A recent study carried out by dataIQ has indicated that data and its security is now a "board room issue”, with more than 60% of data professionals questioned confirming that data security is addressed at this level.
The results indicate that data security and compliance are now being taken more seriously by many organisations. However, 25% of those surveyed said that the issue is only "taken seriously in limited parts”, indicating that there is some way to go before robust data security is thought to be "essential”.
Just 20% believed that security surrounding data is increasing, as opposed to a more encouraging 60% stating that risk is decreasing.
"When asked how aware they believed their organisations to be of the current financial penalty regime a majority (52%) believed that the right people are completely aware – again reflecting a relatively strong awareness of data security,” the report said.
"When questioned about the clarity of individual data security responsibilities our data professionals were very positive,” it continued.
The results are encouraging and show that most organisations have a firm grip on regulatory requirements when it comes to data, especially financial. However, whilst 76% of respondents said that they understand the security requirements, the remaining 26% obviously have some work to do.

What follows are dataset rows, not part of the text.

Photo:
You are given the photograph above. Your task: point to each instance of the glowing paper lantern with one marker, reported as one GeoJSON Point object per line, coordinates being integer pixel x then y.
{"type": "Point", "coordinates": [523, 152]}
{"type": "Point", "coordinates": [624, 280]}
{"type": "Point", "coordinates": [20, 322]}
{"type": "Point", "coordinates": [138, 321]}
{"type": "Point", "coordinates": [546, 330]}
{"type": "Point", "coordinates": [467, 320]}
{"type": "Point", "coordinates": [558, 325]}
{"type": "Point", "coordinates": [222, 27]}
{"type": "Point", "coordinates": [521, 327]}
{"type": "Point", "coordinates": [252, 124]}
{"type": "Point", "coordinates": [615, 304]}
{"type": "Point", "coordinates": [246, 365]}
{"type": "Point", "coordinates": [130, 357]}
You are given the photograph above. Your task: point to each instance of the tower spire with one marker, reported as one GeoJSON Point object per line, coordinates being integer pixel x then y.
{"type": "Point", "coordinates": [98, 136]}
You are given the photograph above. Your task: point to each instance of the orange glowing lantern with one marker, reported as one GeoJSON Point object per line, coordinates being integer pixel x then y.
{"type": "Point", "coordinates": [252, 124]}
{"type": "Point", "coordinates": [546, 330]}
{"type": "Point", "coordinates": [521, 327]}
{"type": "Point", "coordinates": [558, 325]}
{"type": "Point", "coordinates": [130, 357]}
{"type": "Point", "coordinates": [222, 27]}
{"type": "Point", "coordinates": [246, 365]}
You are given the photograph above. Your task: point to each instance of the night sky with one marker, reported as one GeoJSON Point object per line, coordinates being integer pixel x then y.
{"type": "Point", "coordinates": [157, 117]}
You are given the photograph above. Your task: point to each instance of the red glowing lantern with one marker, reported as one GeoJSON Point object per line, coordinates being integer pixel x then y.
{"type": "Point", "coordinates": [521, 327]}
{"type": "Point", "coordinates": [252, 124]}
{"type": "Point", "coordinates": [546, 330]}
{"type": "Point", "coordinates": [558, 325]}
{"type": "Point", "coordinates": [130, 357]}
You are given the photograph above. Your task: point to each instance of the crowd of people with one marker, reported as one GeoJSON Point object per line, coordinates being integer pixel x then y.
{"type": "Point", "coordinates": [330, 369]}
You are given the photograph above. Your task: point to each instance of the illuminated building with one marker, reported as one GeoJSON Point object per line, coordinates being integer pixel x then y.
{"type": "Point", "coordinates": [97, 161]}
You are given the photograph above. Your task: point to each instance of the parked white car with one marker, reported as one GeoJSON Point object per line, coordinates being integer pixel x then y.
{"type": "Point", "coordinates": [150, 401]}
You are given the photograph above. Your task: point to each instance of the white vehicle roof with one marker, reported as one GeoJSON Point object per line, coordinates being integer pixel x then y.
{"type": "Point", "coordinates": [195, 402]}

The report also found that for the most part, businesses are becoming more organised when it comes to risk assessments, with around 70% carrying out their own audits to ensure they meet with compliance requirements. Further to that, it was found that 40% of businesses undertake their own security audits.
However, some 10% of organisations were found to never carry out checks relating to data security, indicating that these are willing to take the risk when it comes to penalties. It’s thought that this is usually down to time and cash flow constraints.
Most organisations have some control over who accesses restricted data though and whilst there is obviously still work to do when it comes to data security, the overall picture is encouraging. There remain issues around malware attacks though, with 12% of those surveyed reporting some kind of attack within the organisation. For the most part, many didn’t see this as an issue, with 80% reporting that it didn’t present "any significant threat”.
Data loss through misplaced portable devices are becoming an increasing concern though as many users fail to encrypt data on laptops or USB sticks. This leaves organisations open to large fines should the device contain sensitive data and it’s thought that businesses need to invest more in training staff on the dangers of unencrypted data falling into the wrong hands.
Further to this: "Data theft by staff and use without permission by third parties are becoming significant threats”, which can not only lead to hefty fines, but brand damage and commercial disadvantage.
DataIQ will be hosting an event to help organisations overcome issues surrounding data security, staff and the importance of preventing data becoming a liability, rather than an asset. The event, which will take place on 5 March 2014 in London, is intended to help businesses of all sizes understand risk, assess current security and prevent data leakage.
In light of the recent news from Barclays Bank that an investigation is being held following the loss of 17,000 customer records, organisations need to be aware of all possible scenarios when it comes to preventing such loss.
The Information Commissioner’s Office (ICO) is working with Barclays and the police to determine the cause of the data loss, which relates to customer’s earnings. Should it be found that Barclays are at fault, they could be fined up to £500,000 for the breach.